Language is a powerful tool, a reflection of who we are and where we come from. It shapes the way we connect with others, express ourselves, and even how we perceive the world around us.
Tumbuh besar di Jawa Timur membentuk keakraban saya dengan gaya tutur yang lugas—cepat, tegas, dan kadang terdengar keras, meski sejatinya mengandung kehangatan dan kejujuran rasa.
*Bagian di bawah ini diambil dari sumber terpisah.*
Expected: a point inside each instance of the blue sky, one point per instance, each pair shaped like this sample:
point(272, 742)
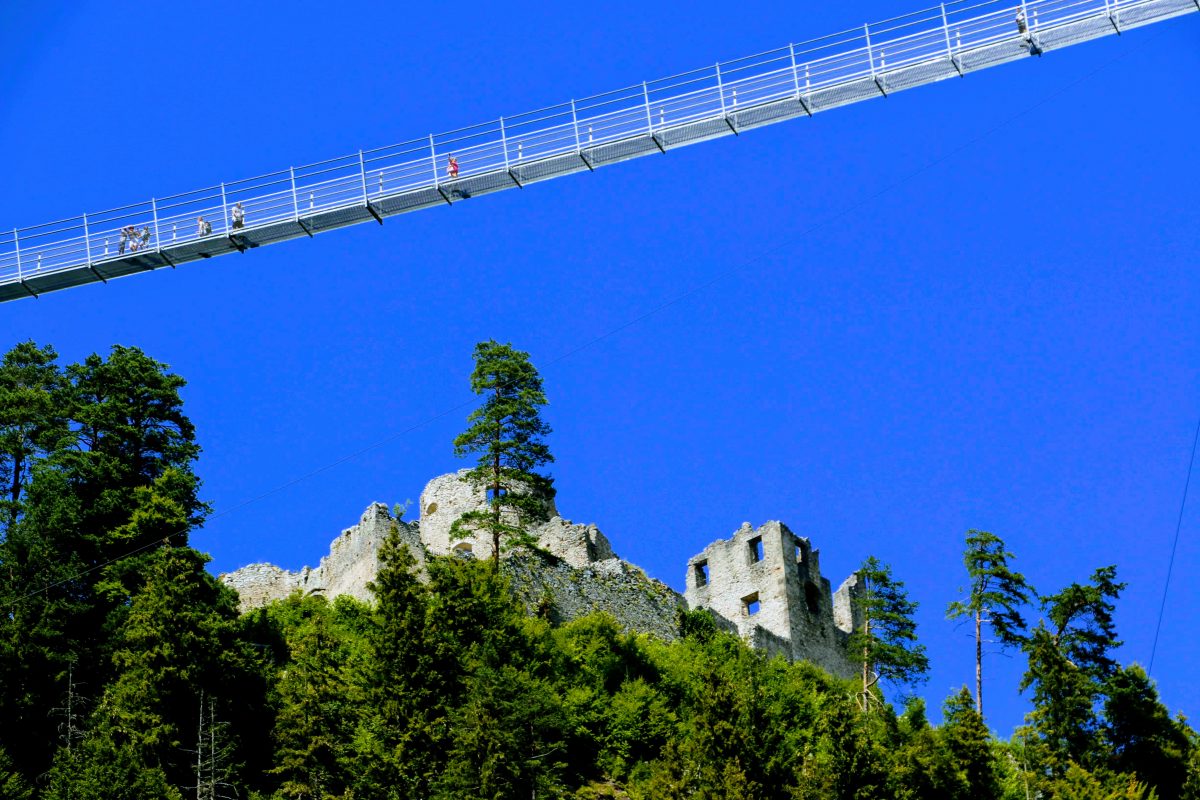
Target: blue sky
point(971, 305)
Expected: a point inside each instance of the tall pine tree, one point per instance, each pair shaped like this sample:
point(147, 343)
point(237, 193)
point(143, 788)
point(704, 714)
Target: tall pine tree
point(507, 435)
point(994, 597)
point(885, 641)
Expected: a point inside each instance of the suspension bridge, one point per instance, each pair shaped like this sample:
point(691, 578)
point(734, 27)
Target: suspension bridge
point(651, 118)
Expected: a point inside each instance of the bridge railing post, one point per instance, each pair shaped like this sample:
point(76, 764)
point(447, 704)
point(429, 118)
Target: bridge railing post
point(796, 73)
point(363, 172)
point(295, 198)
point(87, 241)
point(433, 162)
point(575, 124)
point(870, 56)
point(646, 97)
point(504, 142)
point(720, 88)
point(154, 210)
point(946, 30)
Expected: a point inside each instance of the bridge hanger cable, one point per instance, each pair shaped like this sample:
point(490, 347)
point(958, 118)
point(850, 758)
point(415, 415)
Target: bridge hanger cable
point(787, 244)
point(1175, 545)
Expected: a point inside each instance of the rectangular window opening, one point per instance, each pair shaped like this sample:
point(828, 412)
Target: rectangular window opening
point(750, 605)
point(755, 549)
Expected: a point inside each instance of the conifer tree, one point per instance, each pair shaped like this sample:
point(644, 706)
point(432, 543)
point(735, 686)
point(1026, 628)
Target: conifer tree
point(994, 597)
point(885, 643)
point(1069, 661)
point(33, 421)
point(507, 434)
point(1140, 735)
point(969, 744)
point(317, 714)
point(396, 745)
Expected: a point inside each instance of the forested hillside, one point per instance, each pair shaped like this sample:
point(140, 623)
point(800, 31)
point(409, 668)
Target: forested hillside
point(126, 672)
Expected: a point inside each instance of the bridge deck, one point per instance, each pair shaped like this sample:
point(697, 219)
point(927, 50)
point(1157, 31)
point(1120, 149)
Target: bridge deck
point(369, 186)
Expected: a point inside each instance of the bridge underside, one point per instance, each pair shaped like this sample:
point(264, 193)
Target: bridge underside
point(377, 205)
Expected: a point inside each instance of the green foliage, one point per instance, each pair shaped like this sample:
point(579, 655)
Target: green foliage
point(1078, 783)
point(125, 673)
point(12, 783)
point(886, 642)
point(994, 597)
point(317, 707)
point(33, 422)
point(507, 435)
point(99, 464)
point(1141, 737)
point(1068, 665)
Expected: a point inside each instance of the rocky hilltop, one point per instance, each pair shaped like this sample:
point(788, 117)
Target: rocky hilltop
point(763, 583)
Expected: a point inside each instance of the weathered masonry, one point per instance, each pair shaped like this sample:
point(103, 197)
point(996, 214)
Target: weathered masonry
point(763, 584)
point(766, 584)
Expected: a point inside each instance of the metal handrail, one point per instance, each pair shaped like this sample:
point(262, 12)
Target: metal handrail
point(797, 71)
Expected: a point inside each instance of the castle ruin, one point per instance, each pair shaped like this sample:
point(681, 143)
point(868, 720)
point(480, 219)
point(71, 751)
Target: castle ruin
point(763, 584)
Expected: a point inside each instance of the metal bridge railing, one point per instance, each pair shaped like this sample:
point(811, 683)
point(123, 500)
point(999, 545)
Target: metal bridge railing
point(811, 73)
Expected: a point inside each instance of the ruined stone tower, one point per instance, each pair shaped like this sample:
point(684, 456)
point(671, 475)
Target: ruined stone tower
point(763, 584)
point(767, 585)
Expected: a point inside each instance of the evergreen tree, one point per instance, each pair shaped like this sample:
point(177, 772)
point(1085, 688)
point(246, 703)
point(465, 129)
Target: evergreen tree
point(399, 740)
point(994, 597)
point(33, 421)
point(174, 647)
point(1141, 737)
point(12, 783)
point(1069, 661)
point(507, 434)
point(967, 743)
point(313, 729)
point(885, 643)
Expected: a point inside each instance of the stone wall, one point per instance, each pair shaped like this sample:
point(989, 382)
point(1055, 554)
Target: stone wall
point(352, 563)
point(763, 583)
point(637, 601)
point(767, 582)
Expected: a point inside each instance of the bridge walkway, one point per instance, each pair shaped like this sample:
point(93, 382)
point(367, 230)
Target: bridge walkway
point(727, 98)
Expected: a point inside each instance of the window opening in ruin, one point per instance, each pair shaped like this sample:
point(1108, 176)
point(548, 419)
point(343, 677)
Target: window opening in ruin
point(750, 605)
point(811, 596)
point(755, 549)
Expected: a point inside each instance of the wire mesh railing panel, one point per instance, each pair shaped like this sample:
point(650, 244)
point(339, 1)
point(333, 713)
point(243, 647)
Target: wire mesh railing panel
point(802, 78)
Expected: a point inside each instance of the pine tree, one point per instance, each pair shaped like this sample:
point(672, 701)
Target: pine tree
point(507, 434)
point(1069, 661)
point(399, 740)
point(174, 648)
point(969, 744)
point(886, 641)
point(1140, 735)
point(994, 597)
point(317, 711)
point(33, 421)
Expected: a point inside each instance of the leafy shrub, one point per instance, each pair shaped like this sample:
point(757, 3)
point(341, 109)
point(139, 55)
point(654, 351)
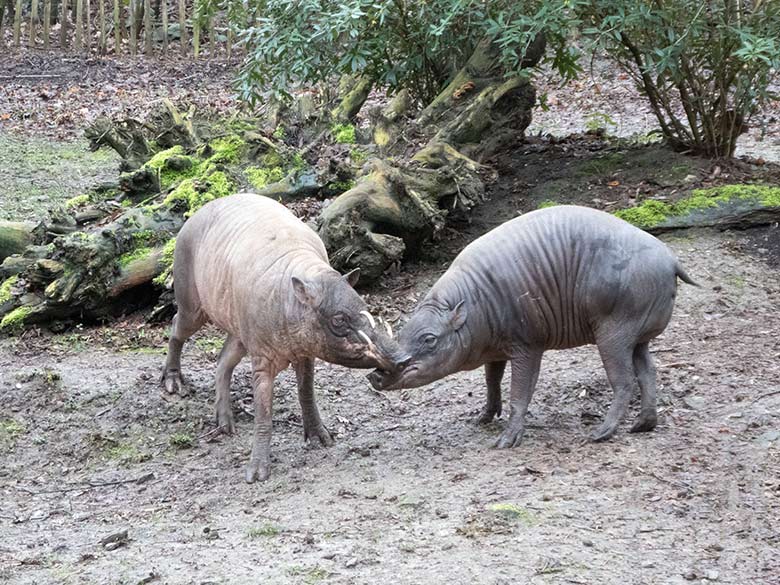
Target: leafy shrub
point(703, 66)
point(397, 44)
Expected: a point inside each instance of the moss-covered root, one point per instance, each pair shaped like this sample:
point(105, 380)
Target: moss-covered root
point(725, 206)
point(353, 100)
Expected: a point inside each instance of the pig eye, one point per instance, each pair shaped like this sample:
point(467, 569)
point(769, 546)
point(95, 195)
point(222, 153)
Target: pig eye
point(338, 321)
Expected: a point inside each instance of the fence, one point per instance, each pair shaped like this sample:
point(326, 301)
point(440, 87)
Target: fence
point(116, 26)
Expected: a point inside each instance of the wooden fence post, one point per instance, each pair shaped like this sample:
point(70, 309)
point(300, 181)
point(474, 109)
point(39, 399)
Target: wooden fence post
point(212, 37)
point(17, 23)
point(148, 29)
point(46, 23)
point(195, 30)
point(88, 26)
point(79, 24)
point(164, 15)
point(64, 25)
point(229, 42)
point(33, 24)
point(117, 29)
point(133, 29)
point(183, 27)
point(102, 15)
point(3, 17)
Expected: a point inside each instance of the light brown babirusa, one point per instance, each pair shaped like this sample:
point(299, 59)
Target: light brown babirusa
point(551, 279)
point(248, 265)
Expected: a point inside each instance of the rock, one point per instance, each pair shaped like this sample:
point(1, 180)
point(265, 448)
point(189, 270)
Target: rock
point(114, 541)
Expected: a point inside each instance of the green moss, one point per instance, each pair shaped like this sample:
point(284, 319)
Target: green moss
point(343, 186)
point(512, 511)
point(77, 201)
point(10, 431)
point(647, 215)
point(272, 159)
point(166, 259)
point(226, 150)
point(344, 133)
point(11, 428)
point(298, 162)
point(182, 440)
point(126, 453)
point(14, 320)
point(145, 237)
point(130, 257)
point(195, 193)
point(260, 177)
point(651, 213)
point(173, 165)
point(5, 288)
point(358, 156)
point(210, 344)
point(279, 133)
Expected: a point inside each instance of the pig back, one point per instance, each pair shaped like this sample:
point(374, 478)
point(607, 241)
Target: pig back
point(243, 251)
point(551, 276)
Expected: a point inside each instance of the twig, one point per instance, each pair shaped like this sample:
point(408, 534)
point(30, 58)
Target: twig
point(673, 482)
point(765, 395)
point(31, 76)
point(393, 428)
point(92, 485)
point(675, 365)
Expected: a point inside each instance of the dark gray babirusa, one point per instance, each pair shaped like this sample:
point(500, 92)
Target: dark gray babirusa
point(251, 267)
point(551, 279)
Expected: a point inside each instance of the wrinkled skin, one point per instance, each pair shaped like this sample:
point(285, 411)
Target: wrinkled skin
point(552, 279)
point(248, 265)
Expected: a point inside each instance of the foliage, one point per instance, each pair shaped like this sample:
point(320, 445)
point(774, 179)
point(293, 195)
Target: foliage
point(138, 254)
point(704, 66)
point(166, 261)
point(260, 177)
point(344, 133)
point(14, 320)
point(5, 288)
point(599, 122)
point(397, 44)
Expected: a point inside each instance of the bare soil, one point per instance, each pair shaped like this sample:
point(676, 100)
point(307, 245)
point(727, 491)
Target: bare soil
point(103, 480)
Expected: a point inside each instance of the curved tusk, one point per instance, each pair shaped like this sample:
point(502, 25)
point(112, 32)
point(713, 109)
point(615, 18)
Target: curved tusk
point(370, 318)
point(367, 338)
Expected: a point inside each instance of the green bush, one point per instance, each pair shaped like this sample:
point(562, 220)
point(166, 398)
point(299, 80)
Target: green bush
point(703, 66)
point(398, 44)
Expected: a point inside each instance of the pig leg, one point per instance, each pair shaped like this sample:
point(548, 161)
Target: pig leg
point(263, 375)
point(184, 325)
point(645, 373)
point(494, 372)
point(232, 353)
point(312, 424)
point(525, 373)
point(618, 361)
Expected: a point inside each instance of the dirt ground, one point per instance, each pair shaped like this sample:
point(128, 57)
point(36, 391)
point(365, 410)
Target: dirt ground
point(105, 481)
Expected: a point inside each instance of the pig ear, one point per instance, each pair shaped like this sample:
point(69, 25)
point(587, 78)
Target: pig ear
point(304, 292)
point(352, 276)
point(458, 315)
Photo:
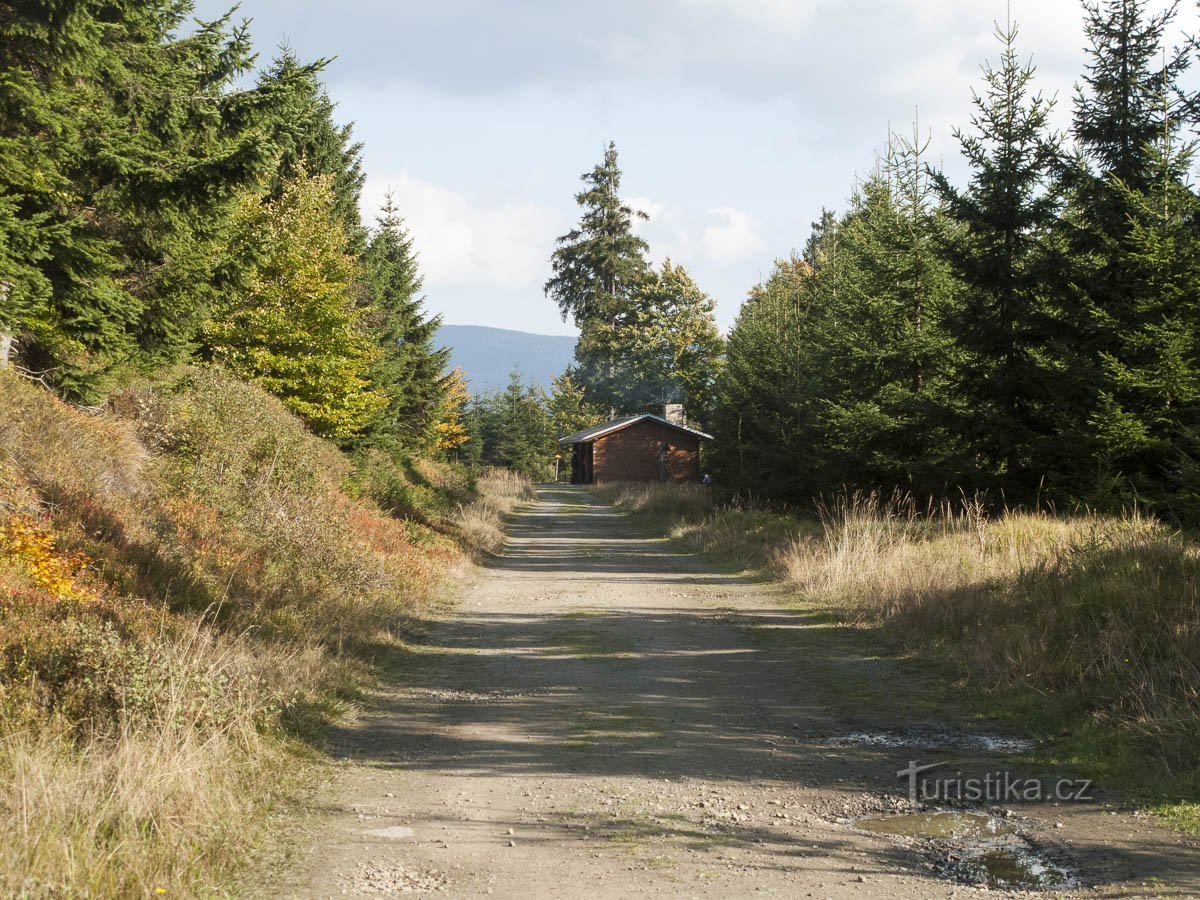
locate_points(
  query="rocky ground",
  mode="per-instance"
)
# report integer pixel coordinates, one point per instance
(606, 715)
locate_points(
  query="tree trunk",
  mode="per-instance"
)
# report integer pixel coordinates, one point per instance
(6, 339)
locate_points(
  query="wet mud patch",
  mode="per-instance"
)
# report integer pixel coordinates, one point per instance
(976, 849)
(934, 739)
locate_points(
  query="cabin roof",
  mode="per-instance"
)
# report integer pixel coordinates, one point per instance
(598, 431)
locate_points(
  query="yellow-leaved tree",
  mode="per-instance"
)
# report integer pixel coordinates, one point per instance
(451, 429)
(292, 324)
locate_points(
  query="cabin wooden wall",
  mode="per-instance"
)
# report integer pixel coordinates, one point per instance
(633, 454)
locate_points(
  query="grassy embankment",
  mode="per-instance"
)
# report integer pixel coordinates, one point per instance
(1083, 629)
(191, 587)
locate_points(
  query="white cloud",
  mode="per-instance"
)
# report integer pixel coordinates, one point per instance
(463, 240)
(733, 239)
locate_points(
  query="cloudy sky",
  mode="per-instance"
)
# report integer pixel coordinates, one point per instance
(737, 120)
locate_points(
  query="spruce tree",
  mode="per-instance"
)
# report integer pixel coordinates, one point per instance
(409, 367)
(1009, 327)
(663, 348)
(123, 150)
(887, 353)
(771, 394)
(569, 408)
(306, 133)
(1147, 417)
(597, 269)
(598, 264)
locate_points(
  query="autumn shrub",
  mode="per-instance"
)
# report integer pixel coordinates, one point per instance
(409, 487)
(185, 588)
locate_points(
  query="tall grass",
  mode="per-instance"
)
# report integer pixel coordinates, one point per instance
(1092, 622)
(737, 534)
(498, 495)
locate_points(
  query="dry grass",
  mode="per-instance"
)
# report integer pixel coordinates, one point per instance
(498, 495)
(741, 535)
(1101, 612)
(187, 589)
(1083, 625)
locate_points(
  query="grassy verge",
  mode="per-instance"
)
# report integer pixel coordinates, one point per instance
(192, 586)
(1083, 630)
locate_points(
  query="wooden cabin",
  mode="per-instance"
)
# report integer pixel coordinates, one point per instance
(635, 448)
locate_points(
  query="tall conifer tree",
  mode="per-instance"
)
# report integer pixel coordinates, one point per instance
(1009, 327)
(409, 370)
Tapi akhir-akhir ini, saya mulai gelisah menyaksikan arah perkembangan bahasa kita, terutama dalam hal makin lumrahnya umpatan dalam komunikasi sehari-hari.
Saya bukan tipe yang gemar memaki, tetapi kata-kata seperti “cuk” atau “jancuk” bukan sesuatu yang asing di telinga. Dalam konteks pergaulan, ungkapan seperti itu kerap muncul sebagai ekspresi spontan yang penuh dengan arti—bisa marah, kaget, geli, lucu, atau akrab. Ada konteks, ada rasa. Namun yang saya amati belakangan, makian mulai kehilangan arti tersebut. Ia bukan lagi sekadar luapan emosi yang muncul dalam kondisi tertentu, namun berbah menjadi bagian tak terpisahkan dari pola bicara generasi muda, seolah-olah setiap kalimat tak lengkap tanpa sisipan umpatan.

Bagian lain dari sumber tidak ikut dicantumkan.